Why One God?
For most modern theists, its not enough that God exists, but it also has to be a single, omnipotent God. That’s way too much assertiveness for a matter we know nothing about! That’s like saying, with utter conviction, that there’s an alien living on Jupiter and his name is Hagabalucci. What are the odds of both the statements being true?
Here are the most common arguments for a unified God.
1. Just like there can’t be two presidents of one country, there can’t be two (or more) gods for this universe.
Ever heard of Switzerland, folks? They don’t have one, or two..but seven presidents! Of course, they’re not really called presidents. They’re the Swiss Federal Council, consisting of seven members with equal power. They’re the highest decision-making body of the state.
You might argue that this sort of government is highly ineffective, but it isn’t. Switzerland is a developed country with a respectable GDP and it counts among the most honest states in the world.
2. Its un-natural to believe that multiple gods of limited power each, could create and control such a magnificent universe.
That’s like saying that it’s un-natural to believe that the Empire State Building was constructed by the combined effort of hundreds of construction workers, engineers and architects. No, it’s more logical that it was built by one super-intelligent godzilla!
The human brain can be rightfully called the command center of the body. But it does not work as a singular entity. It is divided into various lobes, each concerned with its own particular set of duties. The cerebellum regulates our postural balance; medulla oblongata controls the respiratory rate and so on. We don’t see the cerebral hemispheres interfering with the heart rate and the hypothalamus storing our memories. There’s an ample amount of connectivity between the different lobes, but that connectivity is beneficial for the organism, not detrimental in any way.
Does that system remind you of the ancient religions? One god commanding the seas; one controlling the heavens; one for fertility etc? Everywhere in nature, we see collaboration. No living organism is completely independent. What evidence does a monotheist have to suggest that the same law of nature would not apply to a divine force?
3. There can’t be multiple gods because they’d end up fighting with each other all the time!
They’re gods, folks…not some drunk teenagers in the alley. They’re the wisest of all beings and they’re not bound by the emotional weaknesses of humans. Great minds think alike. Stop anthropomorphizing the gods.
The point of this post is not to prove that polytheism makes more sense than monotheism.

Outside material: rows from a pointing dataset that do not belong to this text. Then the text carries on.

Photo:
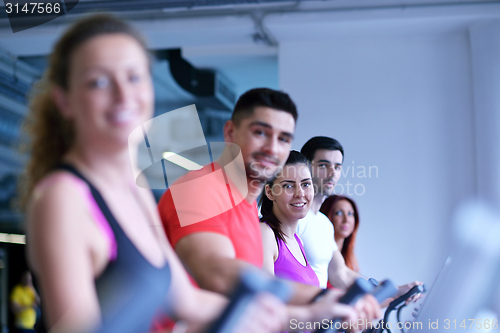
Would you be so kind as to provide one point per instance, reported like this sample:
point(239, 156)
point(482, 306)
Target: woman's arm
point(270, 248)
point(59, 253)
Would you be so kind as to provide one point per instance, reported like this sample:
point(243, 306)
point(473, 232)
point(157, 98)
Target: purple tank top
point(289, 268)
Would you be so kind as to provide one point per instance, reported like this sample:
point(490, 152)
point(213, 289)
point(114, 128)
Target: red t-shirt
point(206, 202)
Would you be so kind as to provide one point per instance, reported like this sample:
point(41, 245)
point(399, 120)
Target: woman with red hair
point(343, 213)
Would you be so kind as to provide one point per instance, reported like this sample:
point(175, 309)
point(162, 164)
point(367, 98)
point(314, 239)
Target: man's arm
point(339, 275)
point(210, 259)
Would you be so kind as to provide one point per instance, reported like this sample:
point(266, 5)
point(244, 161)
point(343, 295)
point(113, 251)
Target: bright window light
point(181, 161)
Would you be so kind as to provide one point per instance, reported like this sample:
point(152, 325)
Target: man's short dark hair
point(264, 97)
point(320, 142)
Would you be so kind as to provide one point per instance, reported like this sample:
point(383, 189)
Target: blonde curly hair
point(50, 135)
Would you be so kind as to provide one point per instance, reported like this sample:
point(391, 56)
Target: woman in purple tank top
point(284, 201)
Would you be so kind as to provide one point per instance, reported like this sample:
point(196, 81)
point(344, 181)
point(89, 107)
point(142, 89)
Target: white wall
point(403, 105)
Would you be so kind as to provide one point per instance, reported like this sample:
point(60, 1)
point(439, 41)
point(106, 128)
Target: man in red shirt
point(210, 215)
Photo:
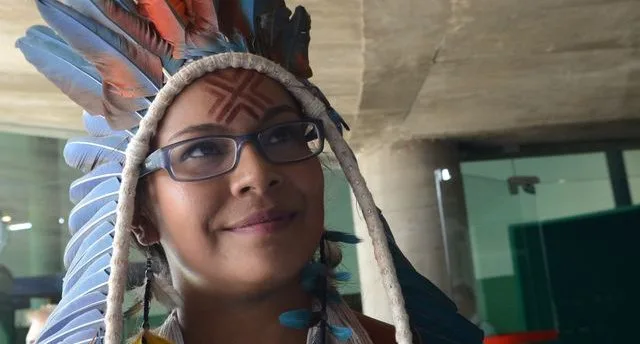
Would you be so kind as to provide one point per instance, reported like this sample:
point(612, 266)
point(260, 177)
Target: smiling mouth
point(264, 222)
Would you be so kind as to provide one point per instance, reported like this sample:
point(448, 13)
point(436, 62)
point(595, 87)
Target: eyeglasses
point(211, 156)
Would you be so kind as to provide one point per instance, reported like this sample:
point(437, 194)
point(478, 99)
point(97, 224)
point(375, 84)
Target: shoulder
point(379, 332)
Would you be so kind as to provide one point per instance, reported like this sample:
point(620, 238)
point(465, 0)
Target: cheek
point(310, 181)
point(184, 210)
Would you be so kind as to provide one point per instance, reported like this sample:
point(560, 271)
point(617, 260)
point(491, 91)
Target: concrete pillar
point(44, 211)
point(428, 219)
point(7, 317)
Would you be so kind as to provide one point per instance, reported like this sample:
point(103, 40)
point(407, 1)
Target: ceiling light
point(19, 226)
point(446, 175)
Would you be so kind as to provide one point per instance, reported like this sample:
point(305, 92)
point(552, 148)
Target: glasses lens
point(203, 158)
point(291, 141)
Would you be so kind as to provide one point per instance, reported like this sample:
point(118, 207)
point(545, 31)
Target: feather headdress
point(123, 61)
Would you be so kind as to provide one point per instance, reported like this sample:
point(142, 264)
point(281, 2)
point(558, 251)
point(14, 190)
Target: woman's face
point(201, 225)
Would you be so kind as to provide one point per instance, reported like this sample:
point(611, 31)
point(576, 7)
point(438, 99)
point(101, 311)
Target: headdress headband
point(124, 63)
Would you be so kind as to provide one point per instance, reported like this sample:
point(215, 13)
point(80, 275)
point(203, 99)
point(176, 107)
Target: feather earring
point(147, 337)
point(323, 293)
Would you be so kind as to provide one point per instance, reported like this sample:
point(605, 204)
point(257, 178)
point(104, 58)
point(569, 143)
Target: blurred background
point(501, 138)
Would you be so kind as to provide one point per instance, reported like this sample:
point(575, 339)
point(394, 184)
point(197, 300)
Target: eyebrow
point(268, 115)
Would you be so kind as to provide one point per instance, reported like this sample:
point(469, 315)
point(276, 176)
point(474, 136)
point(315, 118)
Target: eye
point(286, 134)
point(201, 150)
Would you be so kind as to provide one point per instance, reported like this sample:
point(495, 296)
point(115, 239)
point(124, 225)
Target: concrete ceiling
point(465, 69)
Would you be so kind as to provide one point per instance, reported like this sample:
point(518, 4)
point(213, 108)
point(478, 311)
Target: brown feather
point(205, 19)
point(168, 20)
point(140, 29)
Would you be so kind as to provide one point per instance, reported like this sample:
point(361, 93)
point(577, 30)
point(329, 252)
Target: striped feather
point(85, 153)
point(68, 310)
point(93, 246)
point(97, 125)
point(126, 22)
point(66, 69)
point(70, 280)
point(105, 192)
point(92, 319)
point(106, 213)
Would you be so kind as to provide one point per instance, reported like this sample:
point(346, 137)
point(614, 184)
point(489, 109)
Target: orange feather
point(170, 21)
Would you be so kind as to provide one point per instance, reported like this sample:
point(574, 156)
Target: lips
point(263, 222)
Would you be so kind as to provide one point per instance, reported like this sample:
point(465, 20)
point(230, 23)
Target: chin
point(260, 278)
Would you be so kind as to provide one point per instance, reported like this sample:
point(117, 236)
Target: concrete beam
point(494, 95)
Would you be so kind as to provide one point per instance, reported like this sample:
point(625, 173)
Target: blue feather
point(97, 43)
point(72, 74)
point(71, 279)
point(128, 5)
point(432, 314)
point(68, 310)
point(341, 333)
point(102, 194)
point(85, 153)
point(83, 337)
point(104, 215)
point(81, 187)
point(97, 125)
point(335, 236)
point(92, 319)
point(298, 319)
point(98, 281)
point(252, 9)
point(310, 274)
point(96, 10)
point(93, 246)
point(60, 67)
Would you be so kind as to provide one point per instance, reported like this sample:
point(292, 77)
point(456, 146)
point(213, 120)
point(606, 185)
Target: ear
point(145, 230)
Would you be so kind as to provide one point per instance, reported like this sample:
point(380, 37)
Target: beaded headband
point(124, 62)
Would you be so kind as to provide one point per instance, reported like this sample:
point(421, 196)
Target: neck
point(207, 318)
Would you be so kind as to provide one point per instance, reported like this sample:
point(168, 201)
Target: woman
point(222, 130)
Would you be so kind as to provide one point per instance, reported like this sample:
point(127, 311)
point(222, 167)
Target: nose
point(254, 174)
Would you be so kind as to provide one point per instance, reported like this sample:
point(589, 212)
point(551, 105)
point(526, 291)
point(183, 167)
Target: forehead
point(233, 98)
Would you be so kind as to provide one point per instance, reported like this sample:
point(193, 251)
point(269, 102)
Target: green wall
point(632, 161)
point(338, 216)
point(570, 185)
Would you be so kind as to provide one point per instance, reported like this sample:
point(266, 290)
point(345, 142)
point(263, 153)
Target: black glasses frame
point(161, 158)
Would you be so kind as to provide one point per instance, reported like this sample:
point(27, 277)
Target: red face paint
point(236, 93)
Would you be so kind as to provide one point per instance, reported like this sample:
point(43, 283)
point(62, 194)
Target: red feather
point(141, 30)
point(169, 17)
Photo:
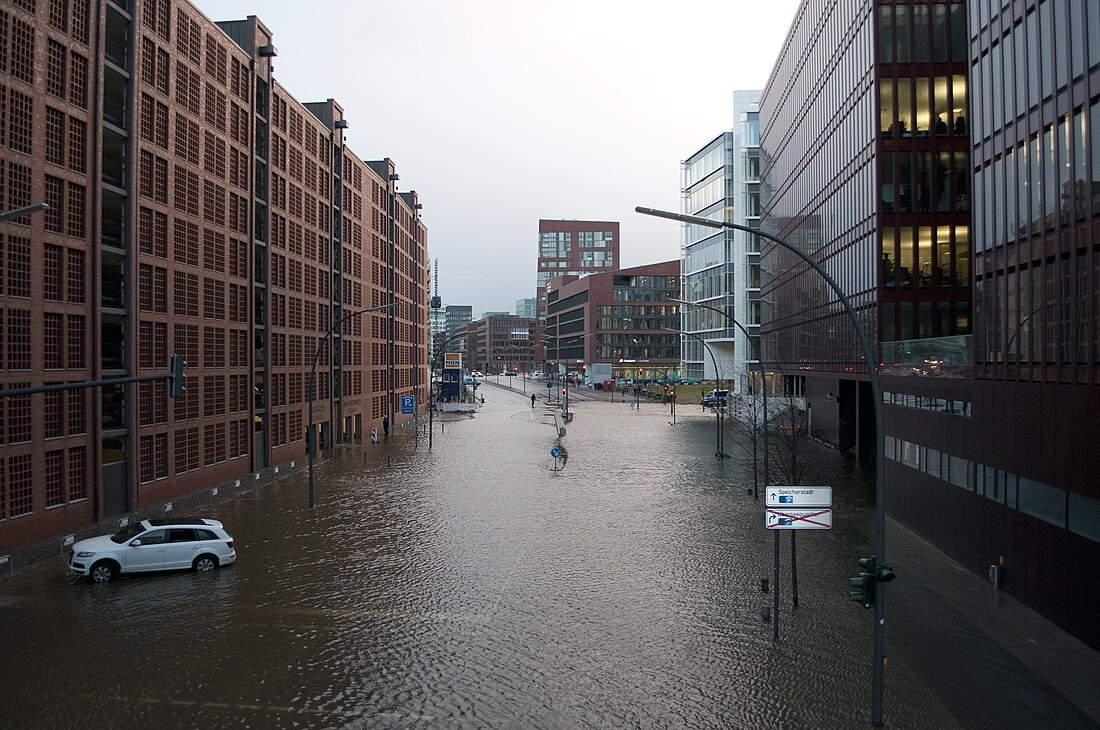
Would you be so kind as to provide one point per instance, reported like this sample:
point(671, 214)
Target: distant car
point(197, 543)
point(715, 399)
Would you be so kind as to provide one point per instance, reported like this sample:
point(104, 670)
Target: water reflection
point(472, 586)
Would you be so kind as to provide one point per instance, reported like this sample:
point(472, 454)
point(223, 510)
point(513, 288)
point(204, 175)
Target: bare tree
point(794, 456)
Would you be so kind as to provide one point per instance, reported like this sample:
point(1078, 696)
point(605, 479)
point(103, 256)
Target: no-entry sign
point(799, 519)
point(777, 496)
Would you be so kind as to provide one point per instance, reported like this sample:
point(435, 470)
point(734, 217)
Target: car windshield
point(128, 533)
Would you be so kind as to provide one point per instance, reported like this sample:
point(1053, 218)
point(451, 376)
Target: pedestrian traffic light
point(884, 574)
point(177, 382)
point(864, 584)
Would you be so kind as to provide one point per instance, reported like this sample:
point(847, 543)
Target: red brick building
point(195, 208)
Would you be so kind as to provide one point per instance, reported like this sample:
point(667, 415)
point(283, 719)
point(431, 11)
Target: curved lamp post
point(431, 372)
point(310, 445)
point(719, 433)
point(880, 505)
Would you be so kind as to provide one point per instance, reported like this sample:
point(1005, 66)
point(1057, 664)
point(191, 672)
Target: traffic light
point(884, 574)
point(865, 583)
point(177, 382)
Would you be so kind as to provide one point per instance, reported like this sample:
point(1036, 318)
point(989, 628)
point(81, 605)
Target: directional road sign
point(799, 519)
point(799, 496)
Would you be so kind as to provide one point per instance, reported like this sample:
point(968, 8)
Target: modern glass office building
point(722, 266)
point(938, 159)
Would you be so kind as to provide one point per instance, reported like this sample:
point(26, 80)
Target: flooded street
point(473, 586)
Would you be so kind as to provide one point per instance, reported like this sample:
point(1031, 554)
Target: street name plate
point(799, 497)
point(799, 519)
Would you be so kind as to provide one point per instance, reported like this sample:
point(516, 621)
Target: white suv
point(197, 543)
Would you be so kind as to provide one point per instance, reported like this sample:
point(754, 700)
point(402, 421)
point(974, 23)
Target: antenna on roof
point(436, 301)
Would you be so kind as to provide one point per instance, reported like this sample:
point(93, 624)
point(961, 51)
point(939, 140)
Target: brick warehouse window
point(186, 300)
point(76, 406)
point(76, 288)
point(54, 413)
point(55, 478)
point(78, 80)
point(55, 69)
point(19, 340)
point(20, 485)
point(186, 242)
point(22, 51)
point(76, 210)
point(79, 28)
point(77, 474)
point(78, 145)
point(75, 354)
point(53, 340)
point(213, 346)
point(58, 14)
point(53, 275)
point(21, 122)
point(55, 136)
point(18, 265)
point(215, 437)
point(54, 217)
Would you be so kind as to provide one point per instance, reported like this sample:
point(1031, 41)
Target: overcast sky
point(501, 112)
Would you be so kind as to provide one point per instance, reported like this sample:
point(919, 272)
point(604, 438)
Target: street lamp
point(872, 375)
point(25, 210)
point(310, 440)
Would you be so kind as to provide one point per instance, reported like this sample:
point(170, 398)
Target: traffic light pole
point(878, 639)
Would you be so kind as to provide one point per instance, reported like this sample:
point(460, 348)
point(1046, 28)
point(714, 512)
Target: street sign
point(799, 497)
point(799, 519)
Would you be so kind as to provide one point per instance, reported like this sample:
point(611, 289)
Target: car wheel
point(102, 572)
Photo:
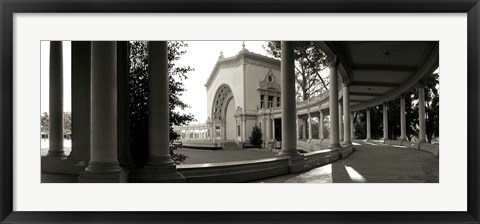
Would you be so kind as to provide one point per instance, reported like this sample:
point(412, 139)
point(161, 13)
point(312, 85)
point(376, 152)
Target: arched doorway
point(223, 113)
point(230, 122)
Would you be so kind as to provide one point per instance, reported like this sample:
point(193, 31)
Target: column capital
point(422, 83)
point(346, 82)
point(333, 61)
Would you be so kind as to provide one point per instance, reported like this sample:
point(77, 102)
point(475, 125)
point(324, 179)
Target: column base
point(57, 165)
point(346, 151)
point(103, 167)
point(157, 173)
point(56, 154)
point(91, 177)
point(297, 164)
point(335, 146)
point(288, 152)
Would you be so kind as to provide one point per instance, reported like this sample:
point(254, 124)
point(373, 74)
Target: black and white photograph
point(258, 112)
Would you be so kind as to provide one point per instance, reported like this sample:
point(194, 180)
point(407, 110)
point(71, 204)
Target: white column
point(421, 114)
point(55, 135)
point(340, 121)
point(385, 122)
point(244, 128)
point(334, 121)
point(80, 100)
point(273, 129)
point(346, 113)
point(289, 143)
point(309, 127)
point(158, 112)
point(369, 135)
point(298, 128)
point(352, 127)
point(403, 125)
point(321, 136)
point(104, 108)
point(160, 166)
point(304, 128)
point(214, 132)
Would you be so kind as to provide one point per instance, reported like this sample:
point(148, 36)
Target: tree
point(44, 122)
point(256, 137)
point(67, 123)
point(309, 62)
point(138, 83)
point(432, 107)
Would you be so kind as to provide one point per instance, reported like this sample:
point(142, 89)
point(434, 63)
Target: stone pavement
point(196, 156)
point(372, 163)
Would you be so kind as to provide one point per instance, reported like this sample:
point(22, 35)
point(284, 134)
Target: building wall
point(230, 121)
point(231, 76)
point(253, 75)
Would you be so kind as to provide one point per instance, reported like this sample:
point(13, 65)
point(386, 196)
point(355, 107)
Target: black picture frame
point(9, 7)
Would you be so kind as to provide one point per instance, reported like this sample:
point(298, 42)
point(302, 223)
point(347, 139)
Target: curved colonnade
point(98, 155)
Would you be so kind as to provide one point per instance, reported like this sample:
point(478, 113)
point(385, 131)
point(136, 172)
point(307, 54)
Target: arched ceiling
point(379, 71)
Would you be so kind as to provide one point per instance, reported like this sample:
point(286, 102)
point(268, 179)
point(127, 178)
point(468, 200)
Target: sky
point(200, 55)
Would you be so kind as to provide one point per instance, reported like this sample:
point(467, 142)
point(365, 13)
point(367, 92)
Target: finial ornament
point(333, 60)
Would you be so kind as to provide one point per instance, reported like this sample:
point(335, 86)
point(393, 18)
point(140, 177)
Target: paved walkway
point(372, 163)
point(196, 156)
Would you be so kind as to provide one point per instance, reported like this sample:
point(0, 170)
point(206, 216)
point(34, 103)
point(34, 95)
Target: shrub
point(256, 137)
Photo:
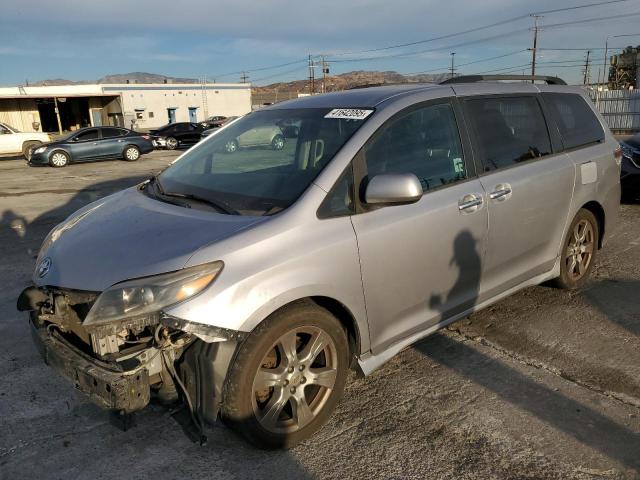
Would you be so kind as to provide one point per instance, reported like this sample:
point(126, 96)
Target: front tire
point(131, 153)
point(59, 159)
point(578, 251)
point(288, 377)
point(28, 147)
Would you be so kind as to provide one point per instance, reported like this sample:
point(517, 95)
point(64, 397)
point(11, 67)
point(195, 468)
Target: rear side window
point(425, 141)
point(577, 123)
point(112, 132)
point(508, 130)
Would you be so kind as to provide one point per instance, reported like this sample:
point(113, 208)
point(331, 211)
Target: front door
point(171, 114)
point(193, 114)
point(421, 263)
point(85, 146)
point(529, 188)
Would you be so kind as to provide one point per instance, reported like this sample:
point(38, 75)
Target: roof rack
point(495, 78)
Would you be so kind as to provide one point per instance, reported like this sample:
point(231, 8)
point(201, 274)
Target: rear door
point(529, 184)
point(85, 146)
point(420, 263)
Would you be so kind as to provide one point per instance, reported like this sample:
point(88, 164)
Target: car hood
point(128, 235)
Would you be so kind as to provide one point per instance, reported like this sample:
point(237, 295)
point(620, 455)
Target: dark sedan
point(93, 143)
point(174, 135)
point(630, 173)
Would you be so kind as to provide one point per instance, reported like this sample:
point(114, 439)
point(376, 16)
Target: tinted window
point(424, 142)
point(86, 136)
point(112, 132)
point(508, 130)
point(577, 123)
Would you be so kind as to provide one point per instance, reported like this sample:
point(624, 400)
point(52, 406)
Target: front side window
point(111, 132)
point(508, 130)
point(577, 123)
point(253, 168)
point(87, 136)
point(424, 141)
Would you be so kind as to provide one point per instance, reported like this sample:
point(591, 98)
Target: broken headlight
point(147, 295)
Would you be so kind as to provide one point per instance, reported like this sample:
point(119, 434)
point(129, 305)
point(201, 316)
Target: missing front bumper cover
point(108, 388)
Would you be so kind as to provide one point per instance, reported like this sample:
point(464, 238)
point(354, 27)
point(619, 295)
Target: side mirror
point(392, 189)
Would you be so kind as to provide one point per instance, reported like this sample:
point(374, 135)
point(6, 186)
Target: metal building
point(143, 106)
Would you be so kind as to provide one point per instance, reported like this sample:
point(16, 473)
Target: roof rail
point(495, 78)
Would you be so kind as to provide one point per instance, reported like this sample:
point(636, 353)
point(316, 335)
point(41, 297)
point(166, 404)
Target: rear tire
point(578, 252)
point(58, 159)
point(28, 147)
point(131, 153)
point(287, 377)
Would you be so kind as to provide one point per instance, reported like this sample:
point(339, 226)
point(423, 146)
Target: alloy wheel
point(580, 249)
point(59, 159)
point(294, 380)
point(132, 153)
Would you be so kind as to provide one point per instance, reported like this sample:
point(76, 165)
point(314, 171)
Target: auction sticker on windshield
point(349, 113)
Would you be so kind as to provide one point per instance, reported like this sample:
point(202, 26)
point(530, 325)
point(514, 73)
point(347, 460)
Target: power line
point(477, 29)
point(482, 60)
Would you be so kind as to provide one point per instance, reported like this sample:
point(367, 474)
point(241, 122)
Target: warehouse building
point(143, 106)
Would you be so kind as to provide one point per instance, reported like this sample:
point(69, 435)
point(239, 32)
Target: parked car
point(209, 131)
point(630, 173)
point(214, 122)
point(13, 141)
point(261, 136)
point(248, 284)
point(174, 135)
point(92, 143)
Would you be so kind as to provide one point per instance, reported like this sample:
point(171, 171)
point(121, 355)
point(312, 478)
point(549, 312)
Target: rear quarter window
point(577, 123)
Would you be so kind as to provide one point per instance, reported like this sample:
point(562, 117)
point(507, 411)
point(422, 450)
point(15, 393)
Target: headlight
point(147, 295)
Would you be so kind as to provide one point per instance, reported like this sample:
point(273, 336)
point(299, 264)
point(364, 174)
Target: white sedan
point(13, 141)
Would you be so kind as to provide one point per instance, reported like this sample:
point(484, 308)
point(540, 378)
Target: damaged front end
point(123, 354)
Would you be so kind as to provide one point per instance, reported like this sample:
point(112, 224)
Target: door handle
point(501, 192)
point(470, 203)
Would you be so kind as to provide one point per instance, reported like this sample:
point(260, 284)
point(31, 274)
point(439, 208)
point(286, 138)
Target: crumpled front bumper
point(105, 386)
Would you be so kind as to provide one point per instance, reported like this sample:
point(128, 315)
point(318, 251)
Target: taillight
point(617, 154)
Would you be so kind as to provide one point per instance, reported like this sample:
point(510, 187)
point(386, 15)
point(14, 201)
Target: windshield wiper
point(215, 204)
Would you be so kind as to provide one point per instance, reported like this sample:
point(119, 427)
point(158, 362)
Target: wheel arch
point(338, 309)
point(598, 212)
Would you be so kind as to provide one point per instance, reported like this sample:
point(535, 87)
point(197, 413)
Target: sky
point(87, 39)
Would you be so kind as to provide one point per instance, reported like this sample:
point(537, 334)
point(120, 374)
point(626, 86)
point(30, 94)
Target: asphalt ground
point(544, 384)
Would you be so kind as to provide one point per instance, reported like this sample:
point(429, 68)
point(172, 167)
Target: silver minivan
point(247, 283)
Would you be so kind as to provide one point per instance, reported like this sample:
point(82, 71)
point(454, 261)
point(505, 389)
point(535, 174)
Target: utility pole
point(325, 71)
point(586, 69)
point(312, 86)
point(453, 70)
point(535, 45)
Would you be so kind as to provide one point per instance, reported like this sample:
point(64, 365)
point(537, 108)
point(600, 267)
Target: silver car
point(247, 284)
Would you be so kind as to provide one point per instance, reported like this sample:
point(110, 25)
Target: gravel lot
point(545, 384)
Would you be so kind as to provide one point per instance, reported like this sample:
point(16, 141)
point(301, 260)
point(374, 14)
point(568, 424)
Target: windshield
point(262, 163)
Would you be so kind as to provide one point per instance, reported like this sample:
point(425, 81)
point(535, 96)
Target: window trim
point(552, 119)
point(360, 172)
point(556, 149)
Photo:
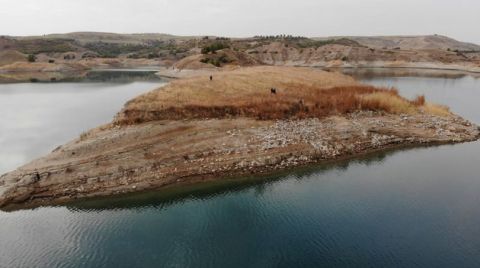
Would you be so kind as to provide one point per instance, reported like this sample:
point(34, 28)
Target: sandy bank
point(195, 129)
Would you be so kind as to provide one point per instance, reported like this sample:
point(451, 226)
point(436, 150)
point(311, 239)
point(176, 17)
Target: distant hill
point(415, 42)
point(91, 37)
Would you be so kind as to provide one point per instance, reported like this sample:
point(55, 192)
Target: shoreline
point(101, 172)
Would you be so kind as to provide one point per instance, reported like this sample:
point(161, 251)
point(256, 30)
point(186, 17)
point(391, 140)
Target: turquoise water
point(408, 208)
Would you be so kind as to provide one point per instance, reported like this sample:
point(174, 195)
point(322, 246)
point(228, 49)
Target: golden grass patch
point(246, 92)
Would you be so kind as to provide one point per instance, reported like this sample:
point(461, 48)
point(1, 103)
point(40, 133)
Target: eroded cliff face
point(157, 154)
point(335, 55)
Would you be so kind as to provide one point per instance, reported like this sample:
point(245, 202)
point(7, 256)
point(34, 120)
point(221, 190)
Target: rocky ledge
point(160, 153)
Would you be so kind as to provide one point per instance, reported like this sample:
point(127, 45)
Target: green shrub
point(212, 48)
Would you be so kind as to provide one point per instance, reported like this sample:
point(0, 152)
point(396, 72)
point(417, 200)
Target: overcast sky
point(459, 18)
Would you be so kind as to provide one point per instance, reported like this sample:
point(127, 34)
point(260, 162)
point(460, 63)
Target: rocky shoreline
point(109, 161)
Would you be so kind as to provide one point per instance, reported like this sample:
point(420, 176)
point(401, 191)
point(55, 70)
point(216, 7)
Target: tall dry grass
point(301, 93)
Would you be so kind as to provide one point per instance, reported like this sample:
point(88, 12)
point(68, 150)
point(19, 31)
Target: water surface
point(407, 208)
point(36, 118)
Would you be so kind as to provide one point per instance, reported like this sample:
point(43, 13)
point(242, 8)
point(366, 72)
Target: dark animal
point(36, 177)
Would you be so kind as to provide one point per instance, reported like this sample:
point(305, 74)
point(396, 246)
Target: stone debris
point(153, 155)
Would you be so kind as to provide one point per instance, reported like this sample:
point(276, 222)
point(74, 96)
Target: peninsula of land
point(250, 120)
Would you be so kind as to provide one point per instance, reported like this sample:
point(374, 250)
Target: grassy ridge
point(301, 93)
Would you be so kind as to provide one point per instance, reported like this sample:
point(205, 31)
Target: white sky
point(459, 19)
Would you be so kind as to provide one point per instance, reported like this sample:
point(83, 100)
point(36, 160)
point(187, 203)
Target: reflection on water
point(409, 208)
point(36, 118)
point(120, 76)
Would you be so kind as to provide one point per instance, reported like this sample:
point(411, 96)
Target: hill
point(415, 42)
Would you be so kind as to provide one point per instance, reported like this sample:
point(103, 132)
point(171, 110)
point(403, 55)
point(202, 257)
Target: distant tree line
point(280, 36)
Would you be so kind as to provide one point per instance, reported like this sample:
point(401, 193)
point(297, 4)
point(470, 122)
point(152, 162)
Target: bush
point(212, 48)
point(31, 58)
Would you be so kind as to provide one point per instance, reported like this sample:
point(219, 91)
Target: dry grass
point(301, 93)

It is simply to remind the theists that even, by some miracle, we can establish there is indeed a divine force up there, that concept can still break down into an infinite number of possibilities that we cannot really explore. What kind of God is He? What religion does He prescribe? Does He share our feelings and emotions? Is He alone or are there others like Him? Is He really a He? Has he read Alan Moore’s comics? Because I really think they’re cool.